Spectrum policy decisions for 5G represent a trade-off between the physics of the frequencies and the ability to have broad channels capable of carrying large amounts of data. Such broad channels are more readily available in the high spectrum bands. 5G spectrum allocations have thus far focused on these so-called millimeter wave bands. The difficulty with this decision, one anonymous White House official told The Washington Post after President Donald Trump held a White House event to tout an upcoming high-band spectrum auction at the FCC, is that “We are winning a race that no one else is running to build a 5G ecosystem that no one will use.”[17] While it is not quite that simple, high-band spectrum will play a part in a 5G future—but it is only a part.[18]

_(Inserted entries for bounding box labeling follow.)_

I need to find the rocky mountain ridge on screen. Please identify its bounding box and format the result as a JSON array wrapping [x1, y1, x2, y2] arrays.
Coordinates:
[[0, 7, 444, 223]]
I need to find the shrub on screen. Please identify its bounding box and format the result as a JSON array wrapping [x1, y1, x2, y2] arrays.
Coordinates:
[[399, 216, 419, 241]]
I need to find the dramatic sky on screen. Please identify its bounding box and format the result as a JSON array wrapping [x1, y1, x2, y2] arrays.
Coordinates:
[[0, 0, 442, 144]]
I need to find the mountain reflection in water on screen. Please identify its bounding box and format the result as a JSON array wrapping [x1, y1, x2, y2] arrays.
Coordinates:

Low-band spectrum has long been the mainstay of wireless service (and was made even more plentiful by the Obama FCC’s transfer of such spectrum from use by local broadcasters to wireless use). Such low-band spectrum has been assigned to networks in smaller size blocks than high band’s assignment. Therefore, even with aggregation, the total spectrum available to carry the data—and thus the data throughput—is less than high-band.

Mid-band spectrum is “Goldilocks spectrum”—the potential for larger blocks that are not too small for higher throughput, while not too high to impose serious propagation constraints. As a result, mid-band spectrum has increasingly become a focus of policy planners.

However, the potential use of mid-band for 5G runs head long into the other controlling factor in spectrum utilization: the most attractive spectrum has long been allocated for other purposes. These spectrum allocations were made in the analog era, based on the behavior of radio waves. However, the characteristics of digital signals allow more efficient spectrum usage, including spectrum sharing. Your home WiFi, for instance, does not interfere with your neighbor’s because WiFi is a “listen before talk” technology in which packets of data can be inserted into milliseconds of unused capacity.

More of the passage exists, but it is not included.